Countries in the Organization of the Petroleum Exporting Countries (OPEC) hold about 80% of the world’s proven oil reserves, most of which is concentrated among Middle Eastern members. For the majority of those countries, oil revenue is the main source of income, so any message from COP28 aimed at slashing oil and gas demand becomes a question of survival.
Ministers from Iraq, Kuwait, Algeria, Libya and non-OPEC member Oman arrived for the energy meeting, as well as Saudi Energy Minister Prince Abdulaziz bin Salman who had been in Dubai for the U.N climate summit. United Arab Emirates Energy Minister Suhail Mohamed Al Mazrouei was absent.
The UAE, the second Arab country to host the climate summit after Egypt in 2022 and an OPEC member, has alongside other Gulf energy producers called for what they consider a more realistic energy transition in which fossil fuels retain a role in securing energy supply while industries decarbonise.
Sultan Al Jaber, who is chief of UAE state oil giant ADNOC, is president of COP28, and has maintained that a phase-down of fossil fuels is inevitable and essential, but as part of a transition that takes into account the circumstances of each country and region.

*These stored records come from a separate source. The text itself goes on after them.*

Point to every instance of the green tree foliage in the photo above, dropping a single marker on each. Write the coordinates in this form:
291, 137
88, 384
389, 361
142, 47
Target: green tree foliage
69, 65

Saudi Arabia, the de-facto leader of OPEC, and top ally Russia are among several countries insisting that the COP28 conference in Dubai targets emissions, rather than the fossil fuels causing them, according to observers in the negotiations.
Qatar, which left OPEC in 2018, but whose position is largely aligned with other oil- and gas-producing nations, said that it had invested tens of billions of dollars in its LNG industry, even when many doubted the feasibility of such investments.
“Our decision at the time was based on a realistic understanding of market fundamentals and efforts to reduce global carbon emissions,” Saad al-Kaabi, the head of Qatar’s state-run energy company, told the conference.